Minimalism is an insult to real, and actually talented, artists and designers. The building you live in should be able to stand visually on it’s own merit as beautiful, before filling it full of furniture and doo dads. Would you praise the skill of a minimalist doctor or lawyer? Does anyone really miss the visual appeal of east Germany circa 1965?
I find it just an excuse for the prolific lack of talent and skill in creating buildings and living spaces that showcase artisans and talented designers. Haven’t seen many gothic style buildings going up lately, or Craftsman style homes, but plenty of bare sheetrock boxes. It lacks soul, and reflects, maybe too accurately, what’s inside the people who claim to appreciate its ‘asthetic’. It almost lends itself to accumulating junk to adorn it in order to give it any visual appeal whatsoever.
“Minimalism” is a vague and highly personal concept for many, it depends on the person and what meaning it holds for them. I think less can be more, if that’s what makes you happy. Although I hate blank walls and monochromatic colour schemes, I don’t own things that I don’t value. There are minimalists who have collections of things and still follow the principle of owning only what is necessary to them. As an interior design aesthetic, I agree, it can be quite barren. I am craving some colourful and fun-looking minimalist rooms, as I feel there is that capability. I feel that the draw of the minimalist aesthetic is being able to easily match everything without stress and being able to maintain said space. Buying basic monochromatic furniture and home decor (or lack thereof…) makes it easier to mix and match. I can appreciate that efficiency of it for a person who doesn’t consider themselves an interior designer, but enjoys a presentable, clean-looking space.
I do enjoy Maximalism though, and even though I wouldn’t be able to achieve either minimalist or maximalist interior design for my room, I appreciate the design of maximalism more. A lot of personality, colour coordination and quirkiness in designs that are less generic.
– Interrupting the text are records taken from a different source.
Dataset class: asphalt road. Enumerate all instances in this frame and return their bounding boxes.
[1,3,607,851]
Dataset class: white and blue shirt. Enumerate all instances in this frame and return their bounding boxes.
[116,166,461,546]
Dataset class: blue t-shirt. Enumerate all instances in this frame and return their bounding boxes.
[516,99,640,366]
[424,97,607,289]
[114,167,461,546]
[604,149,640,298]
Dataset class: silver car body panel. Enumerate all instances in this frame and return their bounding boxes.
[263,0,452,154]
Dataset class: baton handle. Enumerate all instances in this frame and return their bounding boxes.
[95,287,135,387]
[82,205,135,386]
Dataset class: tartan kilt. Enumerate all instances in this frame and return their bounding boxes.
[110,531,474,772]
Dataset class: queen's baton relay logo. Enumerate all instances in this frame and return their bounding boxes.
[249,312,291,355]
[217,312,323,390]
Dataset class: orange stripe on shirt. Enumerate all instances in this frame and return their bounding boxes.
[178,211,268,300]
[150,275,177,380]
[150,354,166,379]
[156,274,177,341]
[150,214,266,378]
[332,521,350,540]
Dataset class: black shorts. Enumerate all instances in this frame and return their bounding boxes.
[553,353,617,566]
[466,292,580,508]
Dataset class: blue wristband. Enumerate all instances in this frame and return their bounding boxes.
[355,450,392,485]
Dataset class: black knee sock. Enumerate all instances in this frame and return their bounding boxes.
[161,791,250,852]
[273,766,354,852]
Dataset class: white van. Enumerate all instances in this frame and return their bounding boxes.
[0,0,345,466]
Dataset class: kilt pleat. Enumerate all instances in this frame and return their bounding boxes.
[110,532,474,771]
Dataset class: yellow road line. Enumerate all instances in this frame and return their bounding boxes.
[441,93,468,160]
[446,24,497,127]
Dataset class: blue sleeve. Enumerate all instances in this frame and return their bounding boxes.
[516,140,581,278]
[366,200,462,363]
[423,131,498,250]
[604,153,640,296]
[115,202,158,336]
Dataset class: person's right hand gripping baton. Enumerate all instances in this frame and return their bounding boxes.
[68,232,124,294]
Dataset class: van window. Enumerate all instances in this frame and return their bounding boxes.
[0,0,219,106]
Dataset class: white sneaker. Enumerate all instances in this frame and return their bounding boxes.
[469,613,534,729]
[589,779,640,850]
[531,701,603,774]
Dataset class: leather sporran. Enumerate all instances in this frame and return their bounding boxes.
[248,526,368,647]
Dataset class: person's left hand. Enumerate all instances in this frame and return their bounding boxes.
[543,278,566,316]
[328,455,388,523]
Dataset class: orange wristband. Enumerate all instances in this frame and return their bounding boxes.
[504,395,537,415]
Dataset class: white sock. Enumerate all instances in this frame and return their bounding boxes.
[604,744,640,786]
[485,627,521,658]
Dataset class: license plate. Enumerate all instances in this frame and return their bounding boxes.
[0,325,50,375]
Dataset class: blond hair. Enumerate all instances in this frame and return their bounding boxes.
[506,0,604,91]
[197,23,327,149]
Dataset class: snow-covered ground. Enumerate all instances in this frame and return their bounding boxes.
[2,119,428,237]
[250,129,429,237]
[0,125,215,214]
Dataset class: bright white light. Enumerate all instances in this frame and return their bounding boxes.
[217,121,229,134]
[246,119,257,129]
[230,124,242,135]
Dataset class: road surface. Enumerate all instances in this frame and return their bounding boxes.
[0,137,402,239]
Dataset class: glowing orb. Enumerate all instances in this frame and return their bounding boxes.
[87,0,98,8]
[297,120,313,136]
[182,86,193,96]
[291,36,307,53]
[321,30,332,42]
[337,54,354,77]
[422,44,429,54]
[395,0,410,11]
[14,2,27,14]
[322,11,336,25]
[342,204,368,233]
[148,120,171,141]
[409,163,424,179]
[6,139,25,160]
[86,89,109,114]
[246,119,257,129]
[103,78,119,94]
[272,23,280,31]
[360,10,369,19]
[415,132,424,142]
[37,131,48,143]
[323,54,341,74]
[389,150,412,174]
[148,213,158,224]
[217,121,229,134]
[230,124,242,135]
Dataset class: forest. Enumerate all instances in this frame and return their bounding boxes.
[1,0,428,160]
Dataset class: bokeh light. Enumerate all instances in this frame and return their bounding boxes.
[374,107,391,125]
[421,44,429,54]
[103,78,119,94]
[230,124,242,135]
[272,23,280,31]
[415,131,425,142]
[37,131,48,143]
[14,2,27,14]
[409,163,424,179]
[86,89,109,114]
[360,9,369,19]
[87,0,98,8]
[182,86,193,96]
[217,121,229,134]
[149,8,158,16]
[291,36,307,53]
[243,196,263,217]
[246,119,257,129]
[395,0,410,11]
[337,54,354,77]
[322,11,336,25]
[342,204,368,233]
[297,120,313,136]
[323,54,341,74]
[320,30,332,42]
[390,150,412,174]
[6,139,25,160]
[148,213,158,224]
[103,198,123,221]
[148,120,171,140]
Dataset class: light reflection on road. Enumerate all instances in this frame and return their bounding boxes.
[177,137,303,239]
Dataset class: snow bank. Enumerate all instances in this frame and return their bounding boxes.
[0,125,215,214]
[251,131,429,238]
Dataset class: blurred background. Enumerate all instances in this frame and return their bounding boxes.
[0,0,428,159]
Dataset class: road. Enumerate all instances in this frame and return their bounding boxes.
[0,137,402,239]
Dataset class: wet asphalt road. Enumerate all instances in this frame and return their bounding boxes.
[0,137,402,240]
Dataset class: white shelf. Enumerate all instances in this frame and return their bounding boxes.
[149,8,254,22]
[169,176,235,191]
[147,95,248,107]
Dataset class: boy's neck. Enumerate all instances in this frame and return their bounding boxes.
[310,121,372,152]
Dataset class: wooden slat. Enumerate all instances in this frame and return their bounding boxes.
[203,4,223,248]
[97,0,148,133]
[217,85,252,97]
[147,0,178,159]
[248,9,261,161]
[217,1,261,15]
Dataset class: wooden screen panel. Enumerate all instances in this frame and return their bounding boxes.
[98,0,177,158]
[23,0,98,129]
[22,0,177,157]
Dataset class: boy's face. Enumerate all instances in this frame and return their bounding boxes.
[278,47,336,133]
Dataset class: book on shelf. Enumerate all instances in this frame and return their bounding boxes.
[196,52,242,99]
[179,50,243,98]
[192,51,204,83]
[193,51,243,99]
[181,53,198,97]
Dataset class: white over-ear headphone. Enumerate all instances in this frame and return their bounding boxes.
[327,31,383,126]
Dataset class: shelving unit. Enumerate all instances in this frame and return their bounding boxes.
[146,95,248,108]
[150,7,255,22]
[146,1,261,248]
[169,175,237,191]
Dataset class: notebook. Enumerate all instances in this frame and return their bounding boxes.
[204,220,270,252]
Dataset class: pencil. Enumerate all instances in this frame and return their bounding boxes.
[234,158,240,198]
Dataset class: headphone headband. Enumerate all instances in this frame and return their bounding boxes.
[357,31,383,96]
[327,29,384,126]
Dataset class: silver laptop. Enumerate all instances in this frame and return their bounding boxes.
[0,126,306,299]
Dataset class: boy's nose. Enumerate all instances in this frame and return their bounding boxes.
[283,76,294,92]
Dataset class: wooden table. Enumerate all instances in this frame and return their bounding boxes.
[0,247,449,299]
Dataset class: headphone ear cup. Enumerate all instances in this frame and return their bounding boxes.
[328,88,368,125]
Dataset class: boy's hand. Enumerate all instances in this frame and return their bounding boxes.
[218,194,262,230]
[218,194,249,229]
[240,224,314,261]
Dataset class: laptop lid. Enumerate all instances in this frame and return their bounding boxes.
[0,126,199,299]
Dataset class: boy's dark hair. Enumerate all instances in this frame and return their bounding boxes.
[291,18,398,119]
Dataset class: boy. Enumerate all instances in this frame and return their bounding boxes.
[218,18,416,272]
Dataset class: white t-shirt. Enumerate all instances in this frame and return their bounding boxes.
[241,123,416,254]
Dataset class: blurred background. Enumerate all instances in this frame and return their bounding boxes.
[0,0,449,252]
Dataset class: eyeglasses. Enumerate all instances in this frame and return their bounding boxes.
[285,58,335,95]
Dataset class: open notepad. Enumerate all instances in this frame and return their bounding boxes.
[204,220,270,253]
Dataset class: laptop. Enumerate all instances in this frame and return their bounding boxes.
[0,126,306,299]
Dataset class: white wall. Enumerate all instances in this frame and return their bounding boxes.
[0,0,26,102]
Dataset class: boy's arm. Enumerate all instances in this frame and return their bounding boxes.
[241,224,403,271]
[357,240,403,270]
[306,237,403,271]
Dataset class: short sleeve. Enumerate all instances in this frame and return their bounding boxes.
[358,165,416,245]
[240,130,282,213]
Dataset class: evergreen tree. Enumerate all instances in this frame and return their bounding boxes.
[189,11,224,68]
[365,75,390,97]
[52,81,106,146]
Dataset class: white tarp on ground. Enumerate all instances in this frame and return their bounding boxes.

I forgot to say: loved your article and I do agree with you! It was fun to compare the pictures too. That bohemian maximalist space is lovely!
I hope in my initial comment I don’t sound preachy at all, I guess minimalism has become so many things and it’s hard to fully pinpoint! I feel bad for those who share what they consider (and rightfully is) a minimalist space and they get attacked because everyone has a certain idealized vision of what minimalism should look like :< The aesthetic and lifestyle tend to look the same in the eyes of some.
Migdia Chinea says
Minimalism is empty of personality — like a book with only one word in it.
Very well said! Thanks for reading!
Awesome. Very happy to read this blog.
Maxine Hunt says
Everything cycles including the idea of minimalism. This has gone around before and will again, I’m sure. In most part it becomes a resentment of perceived extravagance and waste. Waste? In a capitalistic society this is what orders the economy. If people use less (because it is fashionable to do so) they become the pawns of leadership that want more for themselves. Well, we are each responsible for the way we live our own lives, what we achieve, and how hard we work to accomplish our potential. There is nothing wrong with success and affluence. That is why most of you go to college, my friends, to live in those suburbs and have beautiful homes and send your kids to schools to be taught by ‘others’, blissfully unaware of what they are actually being taught there. I am saddened that the youth of the world are losing their desire to think independently and are enslaved by the ideas presented to them by those whose agenda is much more insidious than capitalists. Its time to embrace the past and fear the future. So far the past has worked well for those who lived it, no matter what you’re being told on social media. I am in awe of this author.